The project started with an inception workshop in February 2019, where the objectives and activities were talked through with countries. Four initial missions were carried out in 2019 to assess preparedness of the five beneficiary country and identify the main risk factors for African swine fever.

Biosecurity workshops were held to reach out to pig owners, along with two training-of-trainers events, followed by one regional and three national workshops organized to discuss ASF management policy in wild boar. Also in 2019, a simulation exercise was organized in North Macedonia. A regional 4-day workshop brought together Balkan and Eastern European countries to share experiences for the management of ASF (and lumpy skin disease) outbreaks.

As a key and long-lasting achievement, the FAO manual on ASF detection and diagnosis was translated into all Balkan languages.
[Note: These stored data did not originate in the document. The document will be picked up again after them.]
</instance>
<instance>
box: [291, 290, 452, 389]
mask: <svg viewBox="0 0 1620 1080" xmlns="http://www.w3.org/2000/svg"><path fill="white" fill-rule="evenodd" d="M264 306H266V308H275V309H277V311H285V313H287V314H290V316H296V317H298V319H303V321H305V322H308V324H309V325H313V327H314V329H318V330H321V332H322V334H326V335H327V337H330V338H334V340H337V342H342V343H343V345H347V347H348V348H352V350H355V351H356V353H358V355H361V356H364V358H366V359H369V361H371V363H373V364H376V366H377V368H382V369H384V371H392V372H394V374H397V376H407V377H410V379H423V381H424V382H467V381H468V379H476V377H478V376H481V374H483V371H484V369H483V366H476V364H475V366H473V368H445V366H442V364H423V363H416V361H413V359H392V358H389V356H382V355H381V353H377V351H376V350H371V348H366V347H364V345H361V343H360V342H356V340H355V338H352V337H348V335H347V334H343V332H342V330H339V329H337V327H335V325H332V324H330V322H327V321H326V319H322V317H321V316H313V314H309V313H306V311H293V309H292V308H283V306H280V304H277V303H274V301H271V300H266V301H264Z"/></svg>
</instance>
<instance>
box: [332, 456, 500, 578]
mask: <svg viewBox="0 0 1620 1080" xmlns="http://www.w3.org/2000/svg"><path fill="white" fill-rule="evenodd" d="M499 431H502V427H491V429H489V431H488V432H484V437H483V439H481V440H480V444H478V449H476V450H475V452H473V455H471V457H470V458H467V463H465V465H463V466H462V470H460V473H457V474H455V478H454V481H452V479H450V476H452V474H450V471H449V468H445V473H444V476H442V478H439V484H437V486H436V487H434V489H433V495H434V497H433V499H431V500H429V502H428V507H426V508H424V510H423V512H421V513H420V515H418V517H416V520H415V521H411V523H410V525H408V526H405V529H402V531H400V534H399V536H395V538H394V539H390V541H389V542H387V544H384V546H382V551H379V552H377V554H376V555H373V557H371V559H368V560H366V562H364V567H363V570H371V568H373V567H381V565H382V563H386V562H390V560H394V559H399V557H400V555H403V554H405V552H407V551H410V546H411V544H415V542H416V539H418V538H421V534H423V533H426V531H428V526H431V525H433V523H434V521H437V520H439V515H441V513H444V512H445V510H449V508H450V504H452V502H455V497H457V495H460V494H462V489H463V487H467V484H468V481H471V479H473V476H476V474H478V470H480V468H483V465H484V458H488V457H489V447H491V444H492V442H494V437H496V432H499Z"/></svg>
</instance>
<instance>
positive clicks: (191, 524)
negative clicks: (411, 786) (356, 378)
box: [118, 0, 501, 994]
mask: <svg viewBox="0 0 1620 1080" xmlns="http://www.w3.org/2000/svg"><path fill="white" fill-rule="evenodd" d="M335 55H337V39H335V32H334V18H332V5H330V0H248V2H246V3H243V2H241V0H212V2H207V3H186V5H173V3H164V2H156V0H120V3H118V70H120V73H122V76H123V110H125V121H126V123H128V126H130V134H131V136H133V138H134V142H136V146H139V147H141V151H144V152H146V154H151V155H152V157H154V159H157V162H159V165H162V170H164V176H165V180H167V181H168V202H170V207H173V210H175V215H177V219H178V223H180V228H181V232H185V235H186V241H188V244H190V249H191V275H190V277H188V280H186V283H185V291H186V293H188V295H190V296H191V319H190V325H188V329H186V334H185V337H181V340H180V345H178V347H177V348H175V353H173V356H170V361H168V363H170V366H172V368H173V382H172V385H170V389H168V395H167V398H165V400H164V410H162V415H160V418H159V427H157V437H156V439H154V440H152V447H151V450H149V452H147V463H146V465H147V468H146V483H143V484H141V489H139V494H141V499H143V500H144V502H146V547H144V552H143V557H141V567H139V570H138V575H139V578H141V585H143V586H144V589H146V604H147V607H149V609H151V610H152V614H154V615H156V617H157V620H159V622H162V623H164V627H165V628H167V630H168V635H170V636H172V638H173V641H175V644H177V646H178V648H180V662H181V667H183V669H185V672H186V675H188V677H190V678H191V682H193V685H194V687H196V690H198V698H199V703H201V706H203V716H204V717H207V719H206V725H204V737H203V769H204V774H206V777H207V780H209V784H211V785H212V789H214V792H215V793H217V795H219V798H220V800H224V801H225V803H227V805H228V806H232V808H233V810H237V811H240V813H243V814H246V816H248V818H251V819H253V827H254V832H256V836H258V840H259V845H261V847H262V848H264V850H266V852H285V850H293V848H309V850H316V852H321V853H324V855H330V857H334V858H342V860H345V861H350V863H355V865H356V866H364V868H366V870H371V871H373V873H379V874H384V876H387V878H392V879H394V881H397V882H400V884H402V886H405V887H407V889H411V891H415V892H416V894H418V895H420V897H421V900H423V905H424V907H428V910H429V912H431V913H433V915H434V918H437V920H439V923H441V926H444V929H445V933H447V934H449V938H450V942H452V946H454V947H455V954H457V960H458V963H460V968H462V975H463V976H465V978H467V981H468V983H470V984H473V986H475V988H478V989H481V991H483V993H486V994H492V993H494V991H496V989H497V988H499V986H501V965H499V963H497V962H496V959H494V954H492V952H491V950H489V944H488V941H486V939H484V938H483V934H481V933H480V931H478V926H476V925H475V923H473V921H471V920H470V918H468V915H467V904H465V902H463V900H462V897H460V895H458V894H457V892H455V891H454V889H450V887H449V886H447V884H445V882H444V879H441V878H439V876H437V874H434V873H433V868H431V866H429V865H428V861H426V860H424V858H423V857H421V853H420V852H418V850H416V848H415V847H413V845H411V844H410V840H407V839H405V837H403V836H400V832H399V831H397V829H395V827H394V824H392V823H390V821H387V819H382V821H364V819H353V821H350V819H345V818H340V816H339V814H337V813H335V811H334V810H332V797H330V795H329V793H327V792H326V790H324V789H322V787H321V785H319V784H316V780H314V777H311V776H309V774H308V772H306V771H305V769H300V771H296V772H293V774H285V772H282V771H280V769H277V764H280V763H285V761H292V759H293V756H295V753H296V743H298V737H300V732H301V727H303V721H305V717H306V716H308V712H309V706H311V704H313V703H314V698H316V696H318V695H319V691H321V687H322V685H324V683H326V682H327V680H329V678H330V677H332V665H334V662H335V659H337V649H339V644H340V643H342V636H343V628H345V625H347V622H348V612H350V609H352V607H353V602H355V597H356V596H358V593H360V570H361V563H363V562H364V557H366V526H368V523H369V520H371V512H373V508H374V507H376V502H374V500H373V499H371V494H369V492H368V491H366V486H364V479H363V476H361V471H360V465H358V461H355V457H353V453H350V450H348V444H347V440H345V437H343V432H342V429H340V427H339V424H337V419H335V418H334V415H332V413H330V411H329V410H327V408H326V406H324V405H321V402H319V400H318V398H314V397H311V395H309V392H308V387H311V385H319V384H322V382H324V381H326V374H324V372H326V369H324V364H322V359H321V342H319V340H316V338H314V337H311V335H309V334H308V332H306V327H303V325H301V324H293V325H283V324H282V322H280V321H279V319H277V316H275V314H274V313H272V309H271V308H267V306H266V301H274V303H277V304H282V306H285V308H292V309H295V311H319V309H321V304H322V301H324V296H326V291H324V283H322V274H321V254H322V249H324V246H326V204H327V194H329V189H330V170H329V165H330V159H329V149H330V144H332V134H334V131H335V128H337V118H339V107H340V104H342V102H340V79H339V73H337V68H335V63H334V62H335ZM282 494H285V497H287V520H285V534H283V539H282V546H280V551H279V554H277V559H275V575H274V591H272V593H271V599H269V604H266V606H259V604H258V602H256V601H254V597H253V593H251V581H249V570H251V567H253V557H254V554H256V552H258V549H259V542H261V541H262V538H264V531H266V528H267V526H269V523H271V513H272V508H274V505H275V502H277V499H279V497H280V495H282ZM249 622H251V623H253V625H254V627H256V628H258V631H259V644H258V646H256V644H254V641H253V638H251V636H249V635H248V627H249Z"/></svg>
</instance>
In 2020, with the emergence of the COVID-19 pandemic, the focus had to shift from face-to-face to online events. To this end, an online ASF preparedness course was developed, translated and delivered in the Serbian language in the summer of 2020, reaching out to 350 veterinarians. Throughout the year, three online coordination meetings allowed discussion of the project to continue with countries in spite of COVID-19 restrictions.

Various research and analytical activities were carried out, such as analysis of the pig sector in North Macedonia, an online app to report wild boar carcasses, a cost-benefit analysis for ASF, as well as data collection to analyze geographic and temporal factors to find dead wild boar.

In February 2021, the first online multi-country simulation exercise was delivered with the support of partner organizations and a new tool to survey hunting grounds was piloted. Between July and October, FAO and local hunting organizations trained over 500 hunting ground managers on African swine fever in wild boar and hunting biosecurity in Serbia, North Macedonia, and Montenegro, while a face-to-face simulation exercise was delivered in Montenegro. Posters designed for farmers, veterinarians, as well as for the general public on ASF have been translated into all Balkan languages and distributed.

“Luckily, this summer we had the opportunity to organize several events, which we had to postpone from 2020. With the support of our local partners, we managed to reach out and train key actors on African swine fever,” said Mark Hovari, FAO animal health preparedness expert. “If I have to choose one achievement that we are the most proud of, it would be the ASF online training course that was developed under this project, which has been translated into four languages and is one of the spearhead courses under the newly established Virtual Learning Centers (VLC).”